5.4: Add, Subtract, and Multiply Radical Expressions

  • Page ID
    29067
  • \( \newcommand{\vecs}[1]{\overset { \scriptstyle \rightharpoonup} {\mathbf{#1}} } \) \( \newcommand{\vecd}[1]{\overset{-\!-\!\rightharpoonup}{\vphantom{a}\smash {#1}}} \)\(\newcommand{\id}{\mathrm{id}}\) \( \newcommand{\Span}{\mathrm{span}}\) \( \newcommand{\kernel}{\mathrm{null}\,}\) \( \newcommand{\range}{\mathrm{range}\,}\) \( \newcommand{\RealPart}{\mathrm{Re}}\) \( \newcommand{\ImaginaryPart}{\mathrm{Im}}\) \( \newcommand{\Argument}{\mathrm{Arg}}\) \( \newcommand{\norm}[1]{\| #1 \|}\) \( \newcommand{\inner}[2]{\langle #1, #2 \rangle}\) \( \newcommand{\Span}{\mathrm{span}}\) \(\newcommand{\id}{\mathrm{id}}\) \( \newcommand{\Span}{\mathrm{span}}\) \( \newcommand{\kernel}{\mathrm{null}\,}\) \( \newcommand{\range}{\mathrm{range}\,}\) \( \newcommand{\RealPart}{\mathrm{Re}}\) \( \newcommand{\ImaginaryPart}{\mathrm{Im}}\) \( \newcommand{\Argument}{\mathrm{Arg}}\) \( \newcommand{\norm}[1]{\| #1 \|}\) \( \newcommand{\inner}[2]{\langle #1, #2 \rangle}\) \( \newcommand{\Span}{\mathrm{span}}\)

    Learning Objectives

    By the end of this section, you will be able to:

    • Add and subtract radical expressions
    • Multiply radical expressions
    • Use polynomial multiplication to multiply radical expressions

    Before you get started, take this readiness quiz.

    1. Add: \(3x^{2}+9x−5−(x^{2}−2x+3)\).
      If you missed this problem, review Example 5.5.
    2. Simplify: \((2+a)(4−a)\).
      If you missed this problem, review Example 5.28.
    3. Simplify: \((9−5y)^{2}\).
      If you missed this problem, review Example 5.31.

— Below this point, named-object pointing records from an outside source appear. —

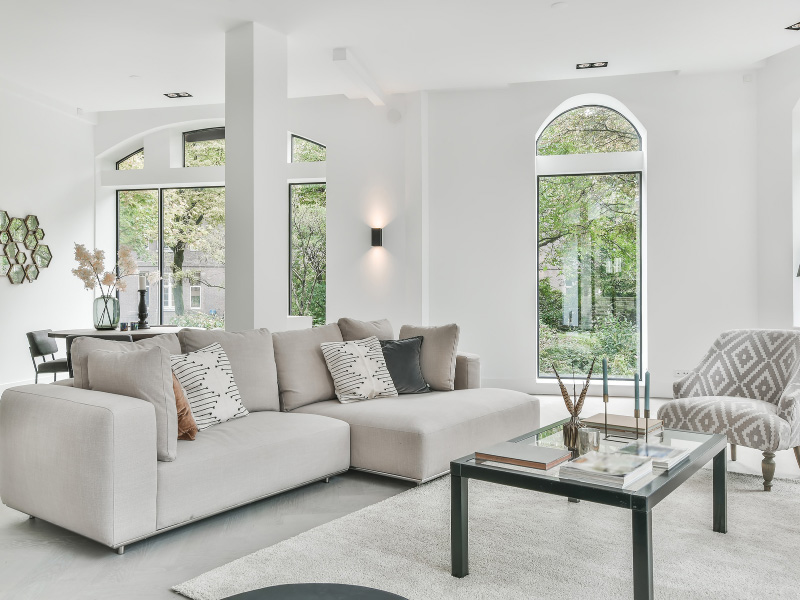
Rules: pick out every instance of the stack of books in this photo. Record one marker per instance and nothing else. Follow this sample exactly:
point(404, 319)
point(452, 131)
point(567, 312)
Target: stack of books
point(624, 426)
point(524, 455)
point(613, 469)
point(664, 457)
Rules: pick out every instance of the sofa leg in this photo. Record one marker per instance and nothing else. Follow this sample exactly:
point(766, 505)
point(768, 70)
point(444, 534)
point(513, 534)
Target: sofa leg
point(768, 469)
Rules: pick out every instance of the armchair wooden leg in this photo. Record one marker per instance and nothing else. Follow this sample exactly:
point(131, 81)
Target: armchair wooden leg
point(768, 469)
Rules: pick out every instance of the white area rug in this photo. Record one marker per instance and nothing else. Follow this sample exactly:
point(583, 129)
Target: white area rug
point(529, 545)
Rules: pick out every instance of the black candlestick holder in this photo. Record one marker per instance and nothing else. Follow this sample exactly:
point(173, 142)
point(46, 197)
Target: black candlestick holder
point(143, 311)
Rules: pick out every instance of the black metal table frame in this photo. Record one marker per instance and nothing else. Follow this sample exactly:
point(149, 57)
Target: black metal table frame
point(640, 502)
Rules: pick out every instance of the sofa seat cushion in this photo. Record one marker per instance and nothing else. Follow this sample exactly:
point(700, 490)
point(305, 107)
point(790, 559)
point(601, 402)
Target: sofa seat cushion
point(746, 422)
point(417, 436)
point(245, 459)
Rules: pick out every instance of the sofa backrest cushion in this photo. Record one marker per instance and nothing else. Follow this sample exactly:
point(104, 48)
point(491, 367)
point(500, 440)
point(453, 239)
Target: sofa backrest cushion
point(303, 376)
point(437, 355)
point(353, 329)
point(145, 374)
point(82, 346)
point(252, 359)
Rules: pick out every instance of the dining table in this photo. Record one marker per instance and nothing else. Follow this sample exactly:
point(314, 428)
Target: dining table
point(136, 334)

    Add and Subtract Radical Expressions

    Adding radical expressions with the same index and the same radicand is just like adding like terms. We call radicals with the same index and the same radicand like radicals to remind us they work the same as like terms.

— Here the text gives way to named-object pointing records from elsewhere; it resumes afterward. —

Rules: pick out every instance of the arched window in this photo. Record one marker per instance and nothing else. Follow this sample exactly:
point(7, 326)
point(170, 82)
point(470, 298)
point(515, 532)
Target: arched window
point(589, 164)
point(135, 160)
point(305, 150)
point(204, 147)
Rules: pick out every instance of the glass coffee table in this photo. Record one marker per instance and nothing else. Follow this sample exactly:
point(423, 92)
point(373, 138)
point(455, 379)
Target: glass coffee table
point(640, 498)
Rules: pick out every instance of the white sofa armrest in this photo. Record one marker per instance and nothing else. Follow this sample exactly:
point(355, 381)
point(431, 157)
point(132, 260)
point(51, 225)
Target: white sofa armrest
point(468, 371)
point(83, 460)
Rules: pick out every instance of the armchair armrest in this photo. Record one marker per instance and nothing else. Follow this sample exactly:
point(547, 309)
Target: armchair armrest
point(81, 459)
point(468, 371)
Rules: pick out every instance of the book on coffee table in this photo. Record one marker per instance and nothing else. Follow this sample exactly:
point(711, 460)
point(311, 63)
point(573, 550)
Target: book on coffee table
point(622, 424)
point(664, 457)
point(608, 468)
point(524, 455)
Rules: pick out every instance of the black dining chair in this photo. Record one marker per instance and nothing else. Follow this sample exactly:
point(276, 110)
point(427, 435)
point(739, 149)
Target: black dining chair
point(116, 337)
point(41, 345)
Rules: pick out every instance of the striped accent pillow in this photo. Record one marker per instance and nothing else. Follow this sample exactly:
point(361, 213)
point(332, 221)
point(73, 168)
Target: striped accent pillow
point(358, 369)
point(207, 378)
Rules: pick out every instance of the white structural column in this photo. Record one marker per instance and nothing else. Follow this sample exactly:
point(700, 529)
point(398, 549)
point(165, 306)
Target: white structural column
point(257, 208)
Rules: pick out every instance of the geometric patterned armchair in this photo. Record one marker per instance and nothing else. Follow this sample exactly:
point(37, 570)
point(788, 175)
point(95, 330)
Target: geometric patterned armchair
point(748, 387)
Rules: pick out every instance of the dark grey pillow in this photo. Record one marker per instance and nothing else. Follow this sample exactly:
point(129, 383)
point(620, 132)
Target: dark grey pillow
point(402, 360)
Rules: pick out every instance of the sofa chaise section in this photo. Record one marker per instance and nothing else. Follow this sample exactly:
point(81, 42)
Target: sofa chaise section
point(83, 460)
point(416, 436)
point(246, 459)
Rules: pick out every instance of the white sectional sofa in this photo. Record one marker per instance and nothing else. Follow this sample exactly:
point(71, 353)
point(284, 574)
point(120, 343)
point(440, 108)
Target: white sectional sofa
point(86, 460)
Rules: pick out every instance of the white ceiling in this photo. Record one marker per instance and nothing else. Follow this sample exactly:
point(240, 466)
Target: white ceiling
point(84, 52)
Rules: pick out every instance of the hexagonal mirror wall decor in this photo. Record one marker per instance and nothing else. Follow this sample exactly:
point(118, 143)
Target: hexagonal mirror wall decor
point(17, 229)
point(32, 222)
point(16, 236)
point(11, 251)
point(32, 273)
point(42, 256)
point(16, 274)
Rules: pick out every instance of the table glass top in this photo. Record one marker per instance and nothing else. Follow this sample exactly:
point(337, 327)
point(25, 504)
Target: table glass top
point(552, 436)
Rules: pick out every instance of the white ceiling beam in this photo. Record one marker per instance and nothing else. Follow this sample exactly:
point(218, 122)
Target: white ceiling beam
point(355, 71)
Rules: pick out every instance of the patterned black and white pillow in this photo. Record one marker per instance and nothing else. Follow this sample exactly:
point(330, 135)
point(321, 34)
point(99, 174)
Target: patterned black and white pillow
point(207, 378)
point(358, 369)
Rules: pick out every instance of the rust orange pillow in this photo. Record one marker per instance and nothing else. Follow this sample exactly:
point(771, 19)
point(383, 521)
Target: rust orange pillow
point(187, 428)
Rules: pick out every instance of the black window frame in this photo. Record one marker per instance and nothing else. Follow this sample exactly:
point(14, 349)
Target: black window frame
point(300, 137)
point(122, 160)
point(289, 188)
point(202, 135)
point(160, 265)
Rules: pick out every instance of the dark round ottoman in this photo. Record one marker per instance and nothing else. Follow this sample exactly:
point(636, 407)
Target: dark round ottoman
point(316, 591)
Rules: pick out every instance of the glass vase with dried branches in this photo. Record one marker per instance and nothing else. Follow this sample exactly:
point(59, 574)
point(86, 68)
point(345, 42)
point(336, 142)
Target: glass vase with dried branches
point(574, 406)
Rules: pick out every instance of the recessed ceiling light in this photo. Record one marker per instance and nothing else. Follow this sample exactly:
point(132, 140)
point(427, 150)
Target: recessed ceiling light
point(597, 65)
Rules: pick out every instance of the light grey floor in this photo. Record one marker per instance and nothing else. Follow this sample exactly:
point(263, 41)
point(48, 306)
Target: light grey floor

    Definition \(\PageIndex{1}\): Like Radicals

    Like radicals are radical expressions with the same index and the same radicand.

    We add and subtract like radicals in the same way we add and subtract like terms. We know that \(3x+8x\) is \(11x\).Similarly we add \(3 \sqrt{x}+8 \sqrt{x}\) and the result is \(11 \sqrt{x}\).

    Think about adding like terms with variables as you do the next few examples. When you have like radicals, you just add or subtract the coefficients. When the radicals are not like, you cannot combine the terms.

    Example \(\PageIndex{1}\)

    Simplify:

    1. \(2 \sqrt{2}-7 \sqrt{2}\)
    2. \(5 \sqrt[3]{y}+4 \sqrt[3]{y}\)
    3. \(7 \sqrt[4]{x}-2 \sqrt[4]{y}\)

    Solution:

    a.

    \(2 \sqrt{2}-7 \sqrt{2}\)

    Since the radicals are like, we subtract the coefficients.

    \(-5 \sqrt{2}\)

    b.

    \(5 \sqrt[3]{y}+4 \sqrt[3]{y}\)

    Since the radicals are like, we add the coefficients.

    \(9 \sqrt[3]{y}\)

    c.

    \(7 \sqrt[4]{x}-2 \sqrt[4]{y}\)

    The indices are the same but the radicals are different. These are not like radicals. Since the radicals are not like, we cannot subtract them.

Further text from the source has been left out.